The COVID-19 pandemic has made us all even more reliant on the army of delivery drivers, motorbike riders and cycle couriers that bring our goods to our door. Everything from groceries and clothes to gadgets, books and cosmetics seems to come via a knock at the door.
But what’s the next step?
If you believe some analysts, it’s delivery drones. It might seem like the stuff of science fiction, but rapid advances in drone technology in recent years means they could be closer to reality than you’d think.
Couple this with huge strides in autonomous transport and your delivery vehicle could be making its own way to your door without the help of a human hand at all.
We’re already witnessing the beginning of this. Drone delivery company Wing operates in two Australian cities, Helsinki in Finland and is trialling operations in the USA as of spring 2020.
In the US, it’s partnering with FedEx and pharmacy retailer Walgreens. Wing says its aerial drones can deliver packages over a distance of six kilometres in just six minutes. As the crow flies, naturally.
Of course, not all delivery drones fly. Another type of delivery drone is the wheeled version, and an early commercial application of this is a friendly-looking robot called ‘Serve’. He’s a four-wheeled vehicle that resembles a shopping cart and delivers take-out food on behalf of the Postmates app in the Los Angeles area.

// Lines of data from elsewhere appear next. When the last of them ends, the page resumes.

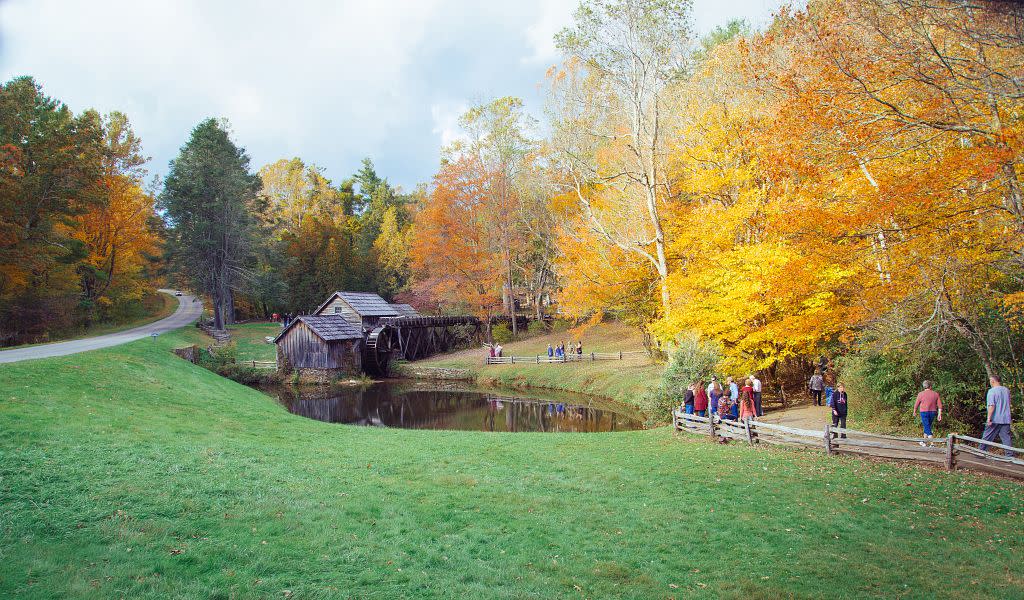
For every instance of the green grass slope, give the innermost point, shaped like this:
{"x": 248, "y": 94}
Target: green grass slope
{"x": 127, "y": 472}
{"x": 624, "y": 381}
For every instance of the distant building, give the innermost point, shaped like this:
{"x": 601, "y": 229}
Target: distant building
{"x": 361, "y": 308}
{"x": 321, "y": 348}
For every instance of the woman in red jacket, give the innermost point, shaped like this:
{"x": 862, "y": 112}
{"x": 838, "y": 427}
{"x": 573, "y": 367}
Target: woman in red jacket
{"x": 747, "y": 400}
{"x": 700, "y": 399}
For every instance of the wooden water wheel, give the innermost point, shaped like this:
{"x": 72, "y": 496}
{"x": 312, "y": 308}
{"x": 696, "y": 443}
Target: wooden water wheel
{"x": 377, "y": 351}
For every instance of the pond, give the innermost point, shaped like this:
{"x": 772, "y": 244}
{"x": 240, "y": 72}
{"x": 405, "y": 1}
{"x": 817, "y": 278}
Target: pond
{"x": 416, "y": 404}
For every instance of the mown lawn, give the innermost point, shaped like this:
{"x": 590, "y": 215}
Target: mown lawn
{"x": 624, "y": 381}
{"x": 250, "y": 339}
{"x": 127, "y": 472}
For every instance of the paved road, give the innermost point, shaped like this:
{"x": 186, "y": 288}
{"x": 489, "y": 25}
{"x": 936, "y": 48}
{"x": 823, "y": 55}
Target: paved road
{"x": 188, "y": 310}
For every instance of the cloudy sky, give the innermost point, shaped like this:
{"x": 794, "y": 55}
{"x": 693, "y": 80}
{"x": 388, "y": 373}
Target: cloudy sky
{"x": 330, "y": 81}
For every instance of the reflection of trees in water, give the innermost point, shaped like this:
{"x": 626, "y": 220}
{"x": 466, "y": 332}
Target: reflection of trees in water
{"x": 387, "y": 405}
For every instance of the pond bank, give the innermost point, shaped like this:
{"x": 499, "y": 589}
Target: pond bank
{"x": 622, "y": 381}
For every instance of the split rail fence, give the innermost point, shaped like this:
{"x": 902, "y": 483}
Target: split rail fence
{"x": 951, "y": 452}
{"x": 545, "y": 359}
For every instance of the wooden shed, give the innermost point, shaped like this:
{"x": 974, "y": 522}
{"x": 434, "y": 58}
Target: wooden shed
{"x": 321, "y": 347}
{"x": 361, "y": 308}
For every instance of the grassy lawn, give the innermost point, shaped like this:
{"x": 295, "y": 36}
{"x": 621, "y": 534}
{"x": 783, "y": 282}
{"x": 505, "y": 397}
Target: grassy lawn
{"x": 251, "y": 342}
{"x": 623, "y": 381}
{"x": 132, "y": 473}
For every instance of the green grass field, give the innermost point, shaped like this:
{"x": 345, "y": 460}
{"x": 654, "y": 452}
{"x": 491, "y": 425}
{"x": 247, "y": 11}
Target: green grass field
{"x": 127, "y": 472}
{"x": 251, "y": 343}
{"x": 622, "y": 381}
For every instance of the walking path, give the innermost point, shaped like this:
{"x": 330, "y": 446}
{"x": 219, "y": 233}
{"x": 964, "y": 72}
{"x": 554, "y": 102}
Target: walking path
{"x": 804, "y": 417}
{"x": 188, "y": 310}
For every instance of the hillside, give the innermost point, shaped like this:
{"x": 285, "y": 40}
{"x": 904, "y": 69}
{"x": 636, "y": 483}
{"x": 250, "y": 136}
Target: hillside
{"x": 132, "y": 473}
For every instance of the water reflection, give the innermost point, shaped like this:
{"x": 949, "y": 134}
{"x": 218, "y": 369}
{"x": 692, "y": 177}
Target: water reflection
{"x": 391, "y": 404}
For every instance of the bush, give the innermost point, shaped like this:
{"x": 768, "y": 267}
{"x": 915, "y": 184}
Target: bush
{"x": 690, "y": 359}
{"x": 887, "y": 384}
{"x": 501, "y": 333}
{"x": 219, "y": 356}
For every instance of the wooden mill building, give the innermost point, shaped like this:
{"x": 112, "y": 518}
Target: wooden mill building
{"x": 361, "y": 308}
{"x": 321, "y": 347}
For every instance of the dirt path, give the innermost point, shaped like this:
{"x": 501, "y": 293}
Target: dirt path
{"x": 804, "y": 417}
{"x": 188, "y": 310}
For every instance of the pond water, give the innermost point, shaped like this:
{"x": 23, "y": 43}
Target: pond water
{"x": 439, "y": 405}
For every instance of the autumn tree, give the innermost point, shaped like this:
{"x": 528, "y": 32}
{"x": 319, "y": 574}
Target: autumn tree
{"x": 50, "y": 169}
{"x": 611, "y": 118}
{"x": 451, "y": 252}
{"x": 120, "y": 233}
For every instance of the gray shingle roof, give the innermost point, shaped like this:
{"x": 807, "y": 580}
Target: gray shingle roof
{"x": 368, "y": 304}
{"x": 404, "y": 310}
{"x": 329, "y": 328}
{"x": 332, "y": 327}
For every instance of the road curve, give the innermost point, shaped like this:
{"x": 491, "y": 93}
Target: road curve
{"x": 188, "y": 310}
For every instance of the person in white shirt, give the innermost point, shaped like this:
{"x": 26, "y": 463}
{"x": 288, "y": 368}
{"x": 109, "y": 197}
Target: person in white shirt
{"x": 756, "y": 384}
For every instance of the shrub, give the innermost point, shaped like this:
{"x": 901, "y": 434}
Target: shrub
{"x": 690, "y": 359}
{"x": 501, "y": 333}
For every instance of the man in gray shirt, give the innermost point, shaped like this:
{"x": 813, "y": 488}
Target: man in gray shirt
{"x": 997, "y": 408}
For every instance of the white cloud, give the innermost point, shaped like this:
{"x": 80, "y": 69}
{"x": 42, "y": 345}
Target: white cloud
{"x": 445, "y": 120}
{"x": 330, "y": 81}
{"x": 555, "y": 14}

This service began operation in 2019, and can deliver up to 50lb (25kg) packages – that’s a lot better than Wing’s limit of 3lb (1.5kg). It’s a fair bit slower than an aerial drone, though. Amazon Prime began field-testing a similar proposition, called ‘Scout’ in 2019, although it has six wheels to Serve’s four.

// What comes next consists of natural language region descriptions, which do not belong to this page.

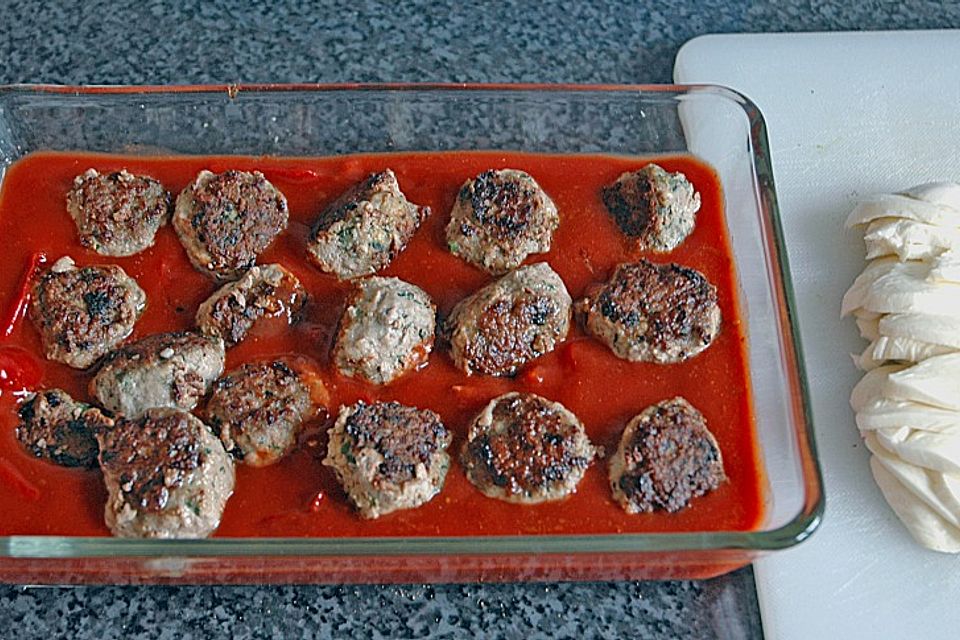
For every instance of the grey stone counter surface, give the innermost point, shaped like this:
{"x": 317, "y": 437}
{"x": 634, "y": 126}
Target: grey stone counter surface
{"x": 202, "y": 41}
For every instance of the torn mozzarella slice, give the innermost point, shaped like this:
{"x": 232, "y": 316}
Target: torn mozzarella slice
{"x": 908, "y": 239}
{"x": 901, "y": 206}
{"x": 929, "y": 449}
{"x": 940, "y": 491}
{"x": 886, "y": 413}
{"x": 934, "y": 329}
{"x": 923, "y": 523}
{"x": 934, "y": 381}
{"x": 900, "y": 349}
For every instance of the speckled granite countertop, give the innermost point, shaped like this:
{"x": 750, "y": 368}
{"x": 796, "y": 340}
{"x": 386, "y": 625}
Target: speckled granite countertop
{"x": 285, "y": 41}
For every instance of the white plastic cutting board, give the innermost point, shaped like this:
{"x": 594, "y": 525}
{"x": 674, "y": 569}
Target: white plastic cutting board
{"x": 849, "y": 114}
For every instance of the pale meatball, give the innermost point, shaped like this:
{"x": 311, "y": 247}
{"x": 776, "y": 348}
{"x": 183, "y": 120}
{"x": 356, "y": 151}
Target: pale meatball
{"x": 259, "y": 409}
{"x": 388, "y": 456}
{"x": 167, "y": 476}
{"x": 526, "y": 449}
{"x": 55, "y": 427}
{"x": 654, "y": 208}
{"x": 500, "y": 218}
{"x": 651, "y": 312}
{"x": 118, "y": 213}
{"x": 666, "y": 457}
{"x": 170, "y": 370}
{"x": 363, "y": 230}
{"x": 508, "y": 323}
{"x": 386, "y": 330}
{"x": 264, "y": 292}
{"x": 82, "y": 313}
{"x": 224, "y": 221}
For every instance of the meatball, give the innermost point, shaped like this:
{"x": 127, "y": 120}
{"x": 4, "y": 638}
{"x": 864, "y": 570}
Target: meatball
{"x": 654, "y": 208}
{"x": 386, "y": 330}
{"x": 226, "y": 220}
{"x": 388, "y": 456}
{"x": 170, "y": 370}
{"x": 117, "y": 214}
{"x": 653, "y": 312}
{"x": 521, "y": 316}
{"x": 500, "y": 218}
{"x": 666, "y": 457}
{"x": 55, "y": 427}
{"x": 167, "y": 476}
{"x": 258, "y": 409}
{"x": 364, "y": 229}
{"x": 84, "y": 312}
{"x": 268, "y": 291}
{"x": 526, "y": 449}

Commercial applications for delivery drones are still very much a nascent technology, however; according to analyst firm Gartner, only 1% of businesses are currently seriously looking into the idea of using delivery drones. But this could soon change.

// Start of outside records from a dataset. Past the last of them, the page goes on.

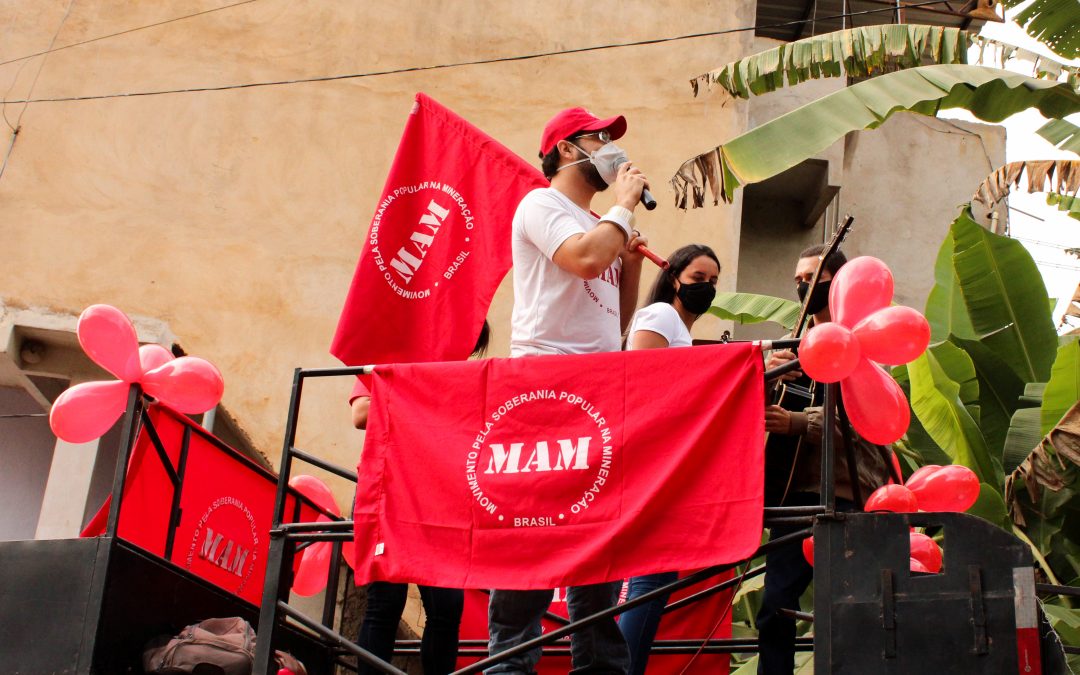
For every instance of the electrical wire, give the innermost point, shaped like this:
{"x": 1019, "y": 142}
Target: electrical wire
{"x": 124, "y": 32}
{"x": 481, "y": 62}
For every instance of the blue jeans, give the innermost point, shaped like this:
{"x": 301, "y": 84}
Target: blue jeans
{"x": 639, "y": 624}
{"x": 787, "y": 575}
{"x": 513, "y": 617}
{"x": 439, "y": 646}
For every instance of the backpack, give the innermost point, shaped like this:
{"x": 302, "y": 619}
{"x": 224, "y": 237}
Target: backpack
{"x": 211, "y": 647}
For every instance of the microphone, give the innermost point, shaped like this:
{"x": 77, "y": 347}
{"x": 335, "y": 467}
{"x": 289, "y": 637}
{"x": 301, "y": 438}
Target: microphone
{"x": 646, "y": 198}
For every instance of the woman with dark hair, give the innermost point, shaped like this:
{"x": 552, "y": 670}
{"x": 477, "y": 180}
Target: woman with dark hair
{"x": 682, "y": 293}
{"x": 386, "y": 601}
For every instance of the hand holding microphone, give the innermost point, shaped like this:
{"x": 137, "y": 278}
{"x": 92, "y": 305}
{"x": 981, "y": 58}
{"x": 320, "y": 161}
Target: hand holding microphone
{"x": 631, "y": 188}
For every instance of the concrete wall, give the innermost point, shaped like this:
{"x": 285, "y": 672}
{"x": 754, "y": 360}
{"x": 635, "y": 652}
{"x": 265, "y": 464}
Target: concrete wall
{"x": 237, "y": 216}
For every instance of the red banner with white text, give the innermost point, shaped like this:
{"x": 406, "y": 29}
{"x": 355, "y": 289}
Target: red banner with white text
{"x": 224, "y": 504}
{"x": 568, "y": 470}
{"x": 437, "y": 246}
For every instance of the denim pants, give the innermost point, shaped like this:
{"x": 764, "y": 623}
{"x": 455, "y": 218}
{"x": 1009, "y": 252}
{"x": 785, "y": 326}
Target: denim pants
{"x": 639, "y": 624}
{"x": 439, "y": 647}
{"x": 513, "y": 617}
{"x": 787, "y": 575}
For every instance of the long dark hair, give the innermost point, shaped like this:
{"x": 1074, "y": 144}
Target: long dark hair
{"x": 663, "y": 289}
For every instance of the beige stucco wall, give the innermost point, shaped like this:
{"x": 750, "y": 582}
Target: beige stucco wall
{"x": 237, "y": 216}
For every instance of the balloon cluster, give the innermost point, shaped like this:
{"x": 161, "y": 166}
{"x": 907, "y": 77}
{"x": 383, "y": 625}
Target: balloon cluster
{"x": 314, "y": 561}
{"x": 866, "y": 331}
{"x": 952, "y": 488}
{"x": 86, "y": 410}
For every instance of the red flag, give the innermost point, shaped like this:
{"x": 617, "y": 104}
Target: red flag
{"x": 439, "y": 244}
{"x": 521, "y": 473}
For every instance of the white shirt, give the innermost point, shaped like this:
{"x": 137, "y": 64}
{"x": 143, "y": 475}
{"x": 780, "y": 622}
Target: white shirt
{"x": 556, "y": 312}
{"x": 662, "y": 319}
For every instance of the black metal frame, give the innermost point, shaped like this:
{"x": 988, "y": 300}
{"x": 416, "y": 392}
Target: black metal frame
{"x": 284, "y": 538}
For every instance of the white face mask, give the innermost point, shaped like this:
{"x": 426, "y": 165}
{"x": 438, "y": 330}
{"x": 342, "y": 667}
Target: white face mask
{"x": 606, "y": 159}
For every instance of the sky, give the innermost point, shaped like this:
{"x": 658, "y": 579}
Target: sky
{"x": 1044, "y": 231}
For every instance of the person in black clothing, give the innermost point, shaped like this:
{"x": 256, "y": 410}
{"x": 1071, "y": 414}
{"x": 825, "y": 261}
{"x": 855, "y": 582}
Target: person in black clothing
{"x": 787, "y": 574}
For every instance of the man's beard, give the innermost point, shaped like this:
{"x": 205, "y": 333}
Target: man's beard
{"x": 593, "y": 176}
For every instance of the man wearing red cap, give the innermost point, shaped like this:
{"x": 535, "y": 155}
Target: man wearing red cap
{"x": 576, "y": 279}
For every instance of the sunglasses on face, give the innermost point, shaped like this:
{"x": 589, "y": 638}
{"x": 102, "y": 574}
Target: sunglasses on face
{"x": 603, "y": 136}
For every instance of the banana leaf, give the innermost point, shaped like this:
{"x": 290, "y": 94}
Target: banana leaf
{"x": 747, "y": 308}
{"x": 1006, "y": 298}
{"x": 936, "y": 403}
{"x": 855, "y": 53}
{"x": 1063, "y": 390}
{"x": 945, "y": 311}
{"x": 1061, "y": 178}
{"x": 999, "y": 392}
{"x": 1051, "y": 22}
{"x": 1062, "y": 134}
{"x": 990, "y": 94}
{"x": 990, "y": 507}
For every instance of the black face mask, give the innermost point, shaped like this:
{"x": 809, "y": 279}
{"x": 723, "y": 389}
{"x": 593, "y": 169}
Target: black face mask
{"x": 697, "y": 298}
{"x": 819, "y": 299}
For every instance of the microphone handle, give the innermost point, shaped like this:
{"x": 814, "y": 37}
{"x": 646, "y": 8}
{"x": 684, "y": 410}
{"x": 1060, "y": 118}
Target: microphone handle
{"x": 647, "y": 200}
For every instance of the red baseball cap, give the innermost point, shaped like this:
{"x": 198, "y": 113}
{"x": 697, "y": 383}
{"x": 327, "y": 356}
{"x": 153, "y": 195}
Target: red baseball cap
{"x": 572, "y": 120}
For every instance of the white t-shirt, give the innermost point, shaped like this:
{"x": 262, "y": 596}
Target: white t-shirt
{"x": 662, "y": 319}
{"x": 556, "y": 312}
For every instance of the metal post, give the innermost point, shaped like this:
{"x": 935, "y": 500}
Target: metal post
{"x": 280, "y": 558}
{"x": 126, "y": 443}
{"x": 828, "y": 451}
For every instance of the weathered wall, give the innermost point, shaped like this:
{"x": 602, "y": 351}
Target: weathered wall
{"x": 237, "y": 216}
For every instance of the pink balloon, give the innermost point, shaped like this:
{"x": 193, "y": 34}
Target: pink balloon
{"x": 894, "y": 498}
{"x": 152, "y": 355}
{"x": 189, "y": 385}
{"x": 893, "y": 335}
{"x": 85, "y": 412}
{"x": 918, "y": 476}
{"x": 108, "y": 338}
{"x": 953, "y": 488}
{"x": 926, "y": 551}
{"x": 861, "y": 287}
{"x": 829, "y": 352}
{"x": 875, "y": 403}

Chinese retailer JD.com is predicting a strong surge in demand for retailer drone operation – up to 70% per year. This would mean it alone would operate a flee of almost 2 million drones by 2028. If that figure were to be replicated elsewhere in the world, our skies and streets could be bustling with driverless deliveries before we know it.
But what are the benefits and potential drawbacks of this innovative tech? Let’s take a look.
Quality aerial imaging
UAVs are excellent for capturing aerial videos and photographs and collecting significant amounts of high-resolution imaging data. This data can be utilised in the creation of interactive 3D maps and models which can be used in a number of ways, such as mapping disaster areas to prepare rescue teams before they enter a potentially dangerous environment.
With constant advances and developments in control technology, the majority of UAVs can be operated and deployed with relative ease. UAVs have a wider range of movement than aircraft controlled by pilots and are able to fly safely in more directions and at a lower level, enabling controllers to access and navigate hard-to-reach areas.
Short flight times
A number of UAVs require frequent battery replacement depending on the type of model and battery used, which can significantly reduce their time in flight. Flight times can also be affected by weather, as strong winds and headwinds can increase power consumption. Most drones have a flight time of approximately 25 minutes, but smaller, close-range UAVs can have a flight time as short as 5 to 6 minutes.
Potential for accidents
If a UAV flies over a large crowd of people, there is always the chance that a malfunction might occur which could stop the UAV mid-flight and cause it to fall on someone and cause serious injury or even death. Not all UAV operators are properly trained on how to fly their drones before purchasing them, and in extreme cases, UAVs have caused serious accidents regarding collisions with helicopters and other aircraft.